En el periodo 2003-2004 que se puede considerar un tiempo ?normal? para la ganadería ovina y caprina, en el sentido de que todavía, salvo al final de 2004, la sequía no había hecho su aparición, la pérdida de cabezas fue para el ovino del 6% a nivel nacional, es decir 1.167.824 animales y en cabras la reducción ha sido de 242.031, es decir un 10% .

La sequía cuyos efectos están siendo devastadores para esta ganadería, nos va a dejar un saldo previsible de pérdidas ,en Aragón , de hasta un 50% según fuentes de los propios ganaderos .

Al apartado meteorológico tendremos que añadir el próximo año 2006, la aplicación del desacoplamiento que para esta ganadería es del 50%. Quiere decirse que para cobrar la prima íntegra hay que mantener al menos la mitad de los animales, lo cual no deja de ser un recurso disuasorio para eliminar animales cuando la explotación esté en manos de ganaderos mayores o encuentran, cosa que es muy corriente, dificultades de pastores y de mano de obra en general.

Aragón cuenta con 6.000 explotaciones de ovino-caprino con una cabaña de poco más de 2.000.000 millones de animales.

La caída del censo y el cierre anunciado de explotaciones tiene en Aragón un efecto de enorme calado en el ámbito socio económico y medioambiental.

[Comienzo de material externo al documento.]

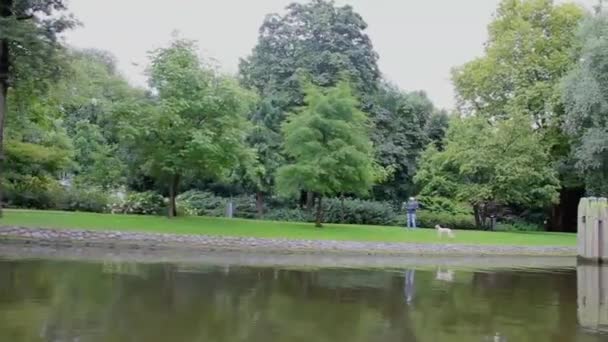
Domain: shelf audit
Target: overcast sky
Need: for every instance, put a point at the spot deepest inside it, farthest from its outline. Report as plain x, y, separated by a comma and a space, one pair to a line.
418, 41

Tradicionalmente y desde tiempos antiquísimos la ganadería ovina ha otorgado a la economía familiar un complemento financiero y una liquidez, que solo con agricultura no se conseguía. Así el ovino ha contribuido decisivamente al asentamiento poblacional y a la revalorización de subproductos agrícolas que ha permitido la subsistencia de la propia agricultura de secano y un mínimo nivel de vida en los pueblos.

Decisiva es la aportación en el capítulo medioambiental y etnográfico a la hora de jugar un papel decisivo en la limpieza de los montes, conservación de los pastos y el mantenimiento de pasos y cañadas de enorme valor medioambiental.

El Ternasco de Aragón ha sido la punta de lanza y sinónimo de calidad de un producto exquisito, natural e irrepetible. Pero una crisis en ganadería que conlleve el cierre de una explotación, es irreversible. En la agricultura, aunque no creo que sirva de consuelo, siempre queda la tierra y las posibilidades , de a futuro, retomar la actividad.